O dirigente do Sindicato dos Trabalhadores dos Estabelecimentos Fabris das Forças Armadas (STEFFAS), Rogério Caeiro, afirmou hoje que não está surpreendido com os prejuízos do Arsenal do Alfeite nem com as preocupações da administração em relação ao futuro.

"Não nos surpreende. Não foi nada que nós, em devido tempo, não tivéssemos avisado, nomeadamente em 2009, quando o Arsenal foi transformado em Sociedade Anónima", disse à agência Lusa Rogério Caeiro, depois de ser divulgado o relatório e contas da empresa, que dá conta de um resultado negativo de 5,4 milhões de euros em 2012.

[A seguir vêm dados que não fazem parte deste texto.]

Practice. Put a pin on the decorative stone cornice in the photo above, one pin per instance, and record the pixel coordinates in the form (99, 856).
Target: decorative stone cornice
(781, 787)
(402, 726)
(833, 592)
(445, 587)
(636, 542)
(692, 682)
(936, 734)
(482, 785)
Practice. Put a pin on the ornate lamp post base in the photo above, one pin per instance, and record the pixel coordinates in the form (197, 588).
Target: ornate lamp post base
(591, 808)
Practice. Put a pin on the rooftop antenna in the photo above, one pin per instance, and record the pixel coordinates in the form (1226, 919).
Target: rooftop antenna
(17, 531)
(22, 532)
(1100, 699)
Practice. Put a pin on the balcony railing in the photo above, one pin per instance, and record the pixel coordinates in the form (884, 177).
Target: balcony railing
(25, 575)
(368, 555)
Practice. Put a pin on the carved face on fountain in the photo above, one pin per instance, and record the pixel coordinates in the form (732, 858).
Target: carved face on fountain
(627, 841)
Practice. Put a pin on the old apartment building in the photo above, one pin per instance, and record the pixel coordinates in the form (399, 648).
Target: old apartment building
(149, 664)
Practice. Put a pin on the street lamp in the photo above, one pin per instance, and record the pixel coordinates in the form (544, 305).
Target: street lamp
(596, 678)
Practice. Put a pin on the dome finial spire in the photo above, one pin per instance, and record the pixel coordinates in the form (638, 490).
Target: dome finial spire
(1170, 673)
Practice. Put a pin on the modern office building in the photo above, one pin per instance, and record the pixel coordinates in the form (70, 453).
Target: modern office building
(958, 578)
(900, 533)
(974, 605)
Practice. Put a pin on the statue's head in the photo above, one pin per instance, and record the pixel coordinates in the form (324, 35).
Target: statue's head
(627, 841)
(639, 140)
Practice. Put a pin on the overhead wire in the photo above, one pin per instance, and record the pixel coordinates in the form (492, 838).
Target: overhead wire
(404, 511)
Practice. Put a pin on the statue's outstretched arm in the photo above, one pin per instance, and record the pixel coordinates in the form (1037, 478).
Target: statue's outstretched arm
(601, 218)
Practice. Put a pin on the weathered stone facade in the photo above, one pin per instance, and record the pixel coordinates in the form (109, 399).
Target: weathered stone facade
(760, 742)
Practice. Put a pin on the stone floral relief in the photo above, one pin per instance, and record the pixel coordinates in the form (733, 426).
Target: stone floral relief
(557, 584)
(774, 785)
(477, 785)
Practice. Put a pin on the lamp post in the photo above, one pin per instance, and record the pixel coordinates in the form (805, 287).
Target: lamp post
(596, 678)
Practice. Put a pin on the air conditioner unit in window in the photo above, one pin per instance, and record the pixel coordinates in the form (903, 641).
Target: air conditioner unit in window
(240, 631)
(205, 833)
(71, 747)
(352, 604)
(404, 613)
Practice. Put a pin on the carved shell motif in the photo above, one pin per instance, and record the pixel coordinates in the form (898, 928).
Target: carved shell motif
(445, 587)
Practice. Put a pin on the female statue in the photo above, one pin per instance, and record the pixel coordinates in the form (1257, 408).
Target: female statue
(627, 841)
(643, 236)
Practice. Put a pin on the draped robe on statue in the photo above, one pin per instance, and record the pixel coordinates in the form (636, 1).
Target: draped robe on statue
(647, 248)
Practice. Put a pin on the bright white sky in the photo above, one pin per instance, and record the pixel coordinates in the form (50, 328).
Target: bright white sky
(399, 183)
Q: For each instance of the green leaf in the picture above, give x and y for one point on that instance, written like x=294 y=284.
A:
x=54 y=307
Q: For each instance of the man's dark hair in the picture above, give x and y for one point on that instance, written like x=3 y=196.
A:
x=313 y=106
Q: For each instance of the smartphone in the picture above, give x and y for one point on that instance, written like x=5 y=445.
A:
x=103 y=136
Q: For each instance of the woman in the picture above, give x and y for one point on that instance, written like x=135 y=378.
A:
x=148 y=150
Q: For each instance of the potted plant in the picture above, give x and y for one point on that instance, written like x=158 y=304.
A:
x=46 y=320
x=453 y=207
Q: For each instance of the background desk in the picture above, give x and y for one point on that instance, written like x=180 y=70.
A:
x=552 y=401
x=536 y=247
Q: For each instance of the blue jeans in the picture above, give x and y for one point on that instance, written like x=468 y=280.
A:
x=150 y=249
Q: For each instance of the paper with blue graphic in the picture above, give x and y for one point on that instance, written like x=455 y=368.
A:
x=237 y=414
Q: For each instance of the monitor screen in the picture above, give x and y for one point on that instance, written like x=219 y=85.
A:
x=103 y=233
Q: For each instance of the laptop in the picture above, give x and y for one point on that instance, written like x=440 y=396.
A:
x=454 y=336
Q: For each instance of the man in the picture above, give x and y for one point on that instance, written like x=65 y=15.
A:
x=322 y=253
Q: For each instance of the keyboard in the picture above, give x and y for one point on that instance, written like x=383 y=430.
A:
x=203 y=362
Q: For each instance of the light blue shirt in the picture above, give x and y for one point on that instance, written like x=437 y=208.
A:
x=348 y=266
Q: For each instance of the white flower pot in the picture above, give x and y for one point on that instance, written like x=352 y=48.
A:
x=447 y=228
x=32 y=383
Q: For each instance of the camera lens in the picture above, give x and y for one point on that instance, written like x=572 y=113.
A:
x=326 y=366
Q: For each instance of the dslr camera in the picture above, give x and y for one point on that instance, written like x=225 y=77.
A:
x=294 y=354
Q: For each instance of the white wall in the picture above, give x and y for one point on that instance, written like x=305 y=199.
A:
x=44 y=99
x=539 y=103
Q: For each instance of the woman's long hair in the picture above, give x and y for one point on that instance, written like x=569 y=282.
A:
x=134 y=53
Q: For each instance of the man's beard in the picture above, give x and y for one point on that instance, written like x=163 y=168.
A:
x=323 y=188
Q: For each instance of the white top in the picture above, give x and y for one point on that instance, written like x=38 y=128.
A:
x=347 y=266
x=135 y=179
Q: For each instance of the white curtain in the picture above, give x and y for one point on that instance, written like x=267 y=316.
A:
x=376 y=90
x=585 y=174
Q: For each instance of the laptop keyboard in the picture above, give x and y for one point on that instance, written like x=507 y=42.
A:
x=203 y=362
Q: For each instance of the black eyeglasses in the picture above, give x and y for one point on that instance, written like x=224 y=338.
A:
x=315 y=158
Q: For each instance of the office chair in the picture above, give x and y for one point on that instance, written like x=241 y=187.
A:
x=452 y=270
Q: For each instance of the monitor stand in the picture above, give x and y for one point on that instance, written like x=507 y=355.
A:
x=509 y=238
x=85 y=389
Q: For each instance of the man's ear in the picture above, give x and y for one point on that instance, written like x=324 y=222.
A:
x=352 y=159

"Desde 2009 que temos alertado a administração para a necessidade de ter uma carteira de encomendas que realmente contribua para o sucesso da empresa", frisou.

O dirigente do STEFFAS remete a responsabilidade pela atual situação do Arsenal do Alfeite para a administração, deixando claro que são os administradores que têm a responsabilidade de assegurar uma boa carteira de encomendas.

"A administração ou o Ministério da Defesa é que terão de arranjar trabalho. Espero que a administração consiga encontrar trabalho e construir uma carteira de encomendas muito razoável, compatível com as capacidades da empresa, e que o Arsenal do Alfeite se transforme naquilo que já foi noutros tempos, um estaleiro de referência a nível nacional e até internacional", disse.

"É isso que se pretende, nunca perdendo de vista a manutenção da frota da Marinha Portuguesa, que é o principal objetivo de Arsenal do Alfeite", acrescentou.

No relatório e contas de 2012 do Arsenal do Alfeite, a que a agência Lusa teve hoje acesso, o conselho de administração liderado por Jorge Camões, que partilha as mesmas funções nos Estaleiros Navais de Viana do Castelo, outra das empresas do ramo que integra a 'holding' pública Empordef, perspetiva "uma melhoria" para 2013, com o reforço do trabalho para a Marinha, mas adverte também para os "momentos difíceis" que se vão viver este ano.

Para ultrapassar as dificuldades, a administração defende que o Arsenal do Alfeite, para além da reparação naval, deverá também apostar na construção de lanchas, pequenas e médias.

A administração do Arsenal do Alfeite considera ainda que a dependência do Orçamento do Estado e o estatuto de Entidade Pública Reclassificada dificultaram a afirmação da empresa em mercados competitivos, designadamente nos países africanos, que têm particular apetência para este tipo de lanchas.